Early Retiree: Take the Money and…?

2 minute read
Joel Stein

This is what too much money can do to a person. Since selling his business to Netscape in March 1996 for “enough to sustain my lifestyle indefinitely,” Jayson Adams, 32, has spent a lot of time thinking. An incredible amount of that thinking has taken place at Menlo Park’s Cafe Borrone, a coffee shop four blocks from his apartment. “Since I was 16 or so, my objective was to start a company and sell it or IPO,” he says, sipping a cup of tea.

Now he’s not sure what his objective is. “If you don’t have a job, you have to confront who you are. If you’re not dating, you can usually say, ‘It’s because I’m working all the time.’ Now you can’t say that.” His business card gives his title as “emeritus.”

Almost all of Adams’ contemporaries, who swore they’d retire, have started new companies. But Adams is steadfast in his refusal to work. So he’s going to spend his weekdays this fall commuting to Los Angeles to study guitar, and then fly back for his weekend drawing classes. He knows all kinds of things now, such as what time of the day the supermarket is least crowded.

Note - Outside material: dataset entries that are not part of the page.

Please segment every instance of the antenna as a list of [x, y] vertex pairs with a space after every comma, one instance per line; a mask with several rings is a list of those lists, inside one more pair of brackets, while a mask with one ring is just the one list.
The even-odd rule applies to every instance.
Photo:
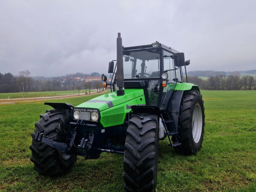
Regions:
[[175, 43], [175, 41], [173, 41], [173, 43], [172, 43], [172, 45], [171, 46], [171, 47], [172, 47], [172, 45], [173, 45], [173, 44], [174, 44], [174, 43]]

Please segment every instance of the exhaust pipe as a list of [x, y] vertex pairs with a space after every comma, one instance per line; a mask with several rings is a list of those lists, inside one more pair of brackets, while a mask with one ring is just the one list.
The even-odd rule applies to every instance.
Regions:
[[120, 96], [124, 94], [124, 90], [123, 89], [124, 87], [124, 64], [123, 62], [123, 45], [121, 33], [117, 33], [117, 38], [116, 39], [116, 75], [117, 86], [118, 89], [116, 90], [116, 94], [117, 96]]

And ever since reading a tome called Four Arguments for the Elimination of Television, he’s got a little weird about progress. He doesn’t use the Internet or watch TV, and he bikes and walks to most places. He has renounced most technology, except for some wings with speakers attached to them that he built for this year’s countercultural Burning Man festival.

After his tea, Adams walks across the street, where the millionaire Luddite buys $20 worth of lottery tickets.